Data collection: X-AREA (Stoe & Cie, 2002[Stoe & Cie (2002). X-AREA and X-RED32. Stoe & Cie, Darmstadt, Germany.]); cell refinement: X-AREA; data reduction: X-RED32 (Stoe & Cie, 2002[Stoe & Cie (2002). X-AREA and X-RED32. Stoe & Cie, Darmstadt, Germany.]); program(s) used to solve structure: SHELXS97 (Sheldrick, 2008[Sheldrick, G. M. (2008). Acta Cryst. A64, 112-122.]); program(s) used to refine structure: SHELXL97 (Sheldrick, 2008[Sheldrick, G. M. (2008). Acta Cryst. A64, 112-122.]); molecular graphics: ORTEP-3 for Windows (Farrugia, 1997[Farrugia, L. J. (1997). J. Appl. Cryst. 30, 565.]); software used to prepare material for publication: WinGX (Farrugia, 1999[Farrugia, L. J. (1999). J. Appl. Cryst. 32, 837-838.]).

Supporting information

Crystal structure: contains datablocks I, global. DOI: https://doi.org/10.1107/S1600536810045939/si2307sup1.cif

Structure factors: contains datablock I. DOI: https://doi.org/10.1107/S1600536810045939/si2307Isup2.hkl

checkCIF report


Comment top

Schiff bases are used as substrates in the preparation of number of industrial and biologically active compounds via ring closure, cycloaddition and replacement reactions.Some Schiff base derivatives are also known to have biological activities such as antimicrobial (El-Masry et al., 2000; Pandey et al., 1999); antifungal (Singh & Dash 1988; Varma et al., 1986); antitumor (Hodnett & Dunn 1970; Misra et al., 1981; Agarwal et al., 1983) and as herbicides (Samadhiya & Halve, 2001).

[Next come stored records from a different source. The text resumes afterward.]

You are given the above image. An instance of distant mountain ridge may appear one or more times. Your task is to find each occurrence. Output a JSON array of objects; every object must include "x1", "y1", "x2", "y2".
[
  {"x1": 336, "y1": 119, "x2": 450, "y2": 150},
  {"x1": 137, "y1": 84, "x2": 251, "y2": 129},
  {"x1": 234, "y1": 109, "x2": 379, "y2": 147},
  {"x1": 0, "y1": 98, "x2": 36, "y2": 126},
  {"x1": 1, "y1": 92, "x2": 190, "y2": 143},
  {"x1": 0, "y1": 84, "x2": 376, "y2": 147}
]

In additin, Schiff bases have been used widely as ligands in the field of coordinatin chemistry (Calligaris et al., 1972). There are two caracteri properties of Schiff bases, viz. photochromism and thermochromism (Cohen et al., 1964; Moustakali-Mavridis et al., 1978). These properties result from proton transfer from the O atom to the imin N atom (Hadjoudis et al., 1987; Xu et al., 1994).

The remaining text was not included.